Wednesday, December 28, 2005
Interesting editorial in today's Wall Street Journal, Let's Make a Deal:
When Ronald Reagan started his revolution in tax policy almost 25 years ago, he set off a benign chain reaction as tax rates fell around the world. OECD data show that the industrialized nations followed the U.S. lead and have cut their most punitive tax rates by about 30% on average since 1985.
We mention this history because two reports -- by the Congressional Budget Office [blogged here] and the nonpartisan Tax Foundation [blogged here] -- have sobering news about America's current tax standing in the world. Bluntly: Many countries not only have caught up with the U.S. in lowering taxes, in some areas they are beating us at our own game. America now imposes the highest corporate income tax rate among the 30 wealthiest countries. Once the Michael Jordan of tax cutting, we're now the Chris Rock, a joke. As the nearby table shows, the U.S. combined state and federal corporate tax rate of 39.3% is 10 percentage points higher than the OECD average.
We wonder if there isn't a left-right deal to be made here: Broaden the base by eliminating special-interest preferences, but lower the rate to make America's companies that do pay the tax more competitive....
There has been a great hullabaloo in recent years about so-called "Benedict Arnold" companies (in John Kerry's phrase) that move facilities offshore to Bermuda, the Cayman Islands and other international tax havens to avoid paying U.S. taxes.
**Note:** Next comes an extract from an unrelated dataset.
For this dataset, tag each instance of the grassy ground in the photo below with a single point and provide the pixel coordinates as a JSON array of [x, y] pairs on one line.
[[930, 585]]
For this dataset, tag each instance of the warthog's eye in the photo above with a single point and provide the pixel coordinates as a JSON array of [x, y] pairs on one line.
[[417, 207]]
That happens because a company incorporated in the U.S. is automatically obliged to make Uncle Sam a one-third shareholder by paying the first 35% of all profits in taxes....Ironically, those in Congress who moan about offshore investing and "out-sourcing jobs" are the biggest defenders of America's highest-in-the-world corporate tax rates. Instead, Congress should be doing more corporate tax cutting. The clear beneficiaries would be U.S. firms and their American workforce.